None of this is new. Indeed many people from many organisations have told me all of this over many years. Patient organisations are driven to aggregating information, trying to ride herd on the researchers and physicians to gather representative data. They organise their own analyses, try to get a good sample of information, and in general structure information in a way that is actually useful to them. What’s new is my own reaction – these issues get sharper when they’re personal.
But even more than that it seems like we’ve got the whole thing backwards somehow. The practice of medicine matters and large amounts of resources are at stake. That means we want good evidence on what works and what doesn’t. To achieve this we use randomised control trials as a mechanism to prevent us from fooling ourselves. But the question we ask in these trials, that we very carefully structure things to ask, is “all things being equal, does X do Y”? Which is not the question we, or a physician, or a patient, want the answer to. We want the answer to “given this patient, here and now, what are the likely outcomes”? And the structure of our evidence actually doesn’t, I suspect can’t, answer that question. This is particularly true of rare conditions, and particularly those that are probably actually many conditions. In the end every treatment, or lack thereof, is an N=1 experiment without a control. I wonder how much, even under the best conditions, the findings of RCTs, of the abstract generalisation, actually help a physician to guide a patient or family on the ground?

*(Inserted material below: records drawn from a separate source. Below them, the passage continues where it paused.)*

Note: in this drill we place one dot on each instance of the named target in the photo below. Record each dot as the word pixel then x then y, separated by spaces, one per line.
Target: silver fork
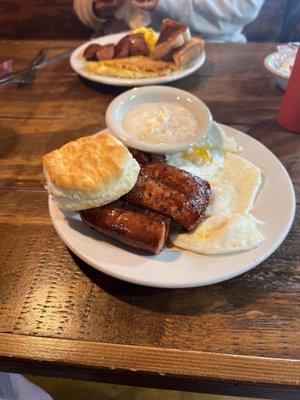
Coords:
pixel 28 78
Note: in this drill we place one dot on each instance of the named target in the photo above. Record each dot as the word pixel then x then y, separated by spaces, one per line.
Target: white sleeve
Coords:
pixel 84 11
pixel 212 18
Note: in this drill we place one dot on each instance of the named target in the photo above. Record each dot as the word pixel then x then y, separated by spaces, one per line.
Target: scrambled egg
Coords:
pixel 150 36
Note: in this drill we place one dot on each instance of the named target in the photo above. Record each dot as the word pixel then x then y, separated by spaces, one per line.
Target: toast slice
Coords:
pixel 188 51
pixel 173 34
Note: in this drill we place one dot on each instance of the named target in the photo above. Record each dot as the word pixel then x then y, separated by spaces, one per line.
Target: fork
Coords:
pixel 28 78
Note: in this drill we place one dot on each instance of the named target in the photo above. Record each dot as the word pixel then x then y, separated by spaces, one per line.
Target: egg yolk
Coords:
pixel 150 36
pixel 211 232
pixel 198 154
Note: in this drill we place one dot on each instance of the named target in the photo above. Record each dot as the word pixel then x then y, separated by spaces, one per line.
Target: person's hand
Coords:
pixel 148 5
pixel 105 8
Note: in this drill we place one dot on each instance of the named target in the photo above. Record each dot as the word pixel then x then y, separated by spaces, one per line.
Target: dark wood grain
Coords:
pixel 60 317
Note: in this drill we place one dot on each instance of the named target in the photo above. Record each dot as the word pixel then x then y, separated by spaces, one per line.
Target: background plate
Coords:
pixel 78 64
pixel 176 268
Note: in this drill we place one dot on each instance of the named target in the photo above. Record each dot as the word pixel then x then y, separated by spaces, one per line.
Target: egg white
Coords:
pixel 235 183
pixel 222 234
pixel 217 139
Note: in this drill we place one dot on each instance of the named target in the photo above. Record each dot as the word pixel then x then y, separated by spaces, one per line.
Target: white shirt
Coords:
pixel 215 20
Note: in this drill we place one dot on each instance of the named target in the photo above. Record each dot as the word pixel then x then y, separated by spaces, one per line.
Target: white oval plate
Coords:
pixel 78 63
pixel 175 268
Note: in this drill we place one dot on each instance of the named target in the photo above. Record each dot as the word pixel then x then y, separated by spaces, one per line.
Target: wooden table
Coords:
pixel 60 317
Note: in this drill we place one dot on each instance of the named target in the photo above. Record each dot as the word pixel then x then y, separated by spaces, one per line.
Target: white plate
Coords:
pixel 78 63
pixel 273 63
pixel 175 268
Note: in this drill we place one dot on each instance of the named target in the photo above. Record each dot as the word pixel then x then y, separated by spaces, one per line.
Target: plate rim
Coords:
pixel 115 81
pixel 52 205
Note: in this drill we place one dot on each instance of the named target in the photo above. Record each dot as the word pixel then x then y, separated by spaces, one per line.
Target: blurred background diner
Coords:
pixel 277 20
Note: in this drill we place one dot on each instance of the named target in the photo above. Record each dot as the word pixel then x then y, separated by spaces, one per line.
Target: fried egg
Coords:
pixel 207 157
pixel 150 36
pixel 235 183
pixel 222 234
pixel 235 187
pixel 216 139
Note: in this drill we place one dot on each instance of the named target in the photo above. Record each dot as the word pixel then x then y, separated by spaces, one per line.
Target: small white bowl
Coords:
pixel 273 63
pixel 127 101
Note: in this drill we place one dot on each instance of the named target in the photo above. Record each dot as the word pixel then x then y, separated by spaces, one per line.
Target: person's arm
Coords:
pixel 93 13
pixel 212 18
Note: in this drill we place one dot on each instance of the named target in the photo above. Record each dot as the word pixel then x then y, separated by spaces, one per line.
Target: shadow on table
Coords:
pixel 219 298
pixel 188 83
pixel 8 140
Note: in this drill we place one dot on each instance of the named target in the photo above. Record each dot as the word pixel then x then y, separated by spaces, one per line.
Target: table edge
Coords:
pixel 140 360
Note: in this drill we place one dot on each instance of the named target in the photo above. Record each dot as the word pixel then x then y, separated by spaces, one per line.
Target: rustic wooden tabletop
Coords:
pixel 58 316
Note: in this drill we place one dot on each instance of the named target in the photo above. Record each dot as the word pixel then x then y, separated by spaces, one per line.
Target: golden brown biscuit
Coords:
pixel 90 172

There’s more to this than medicine, it actually cuts to the heart of the difference between science and humanities; the effort to understand a specific context and its story vs the effort to generalise and abstract, to understand the general. Martin Eve has just written a post that attacks this issue from the other end, asking the question whether methodological standards from the sciences, those very same standards that drive the design of randomised control trials, can be applied to literary analysis. The answer likely depends on what kinds of mistakes you want to avoid, and in what context do you want your findings to be robust. Like most of scholarship the answer is probably to be sure we’re asking the right question. I just happened to personally discover how at least some segments of the clinical research literature are failing to do that. And again, none of this is new.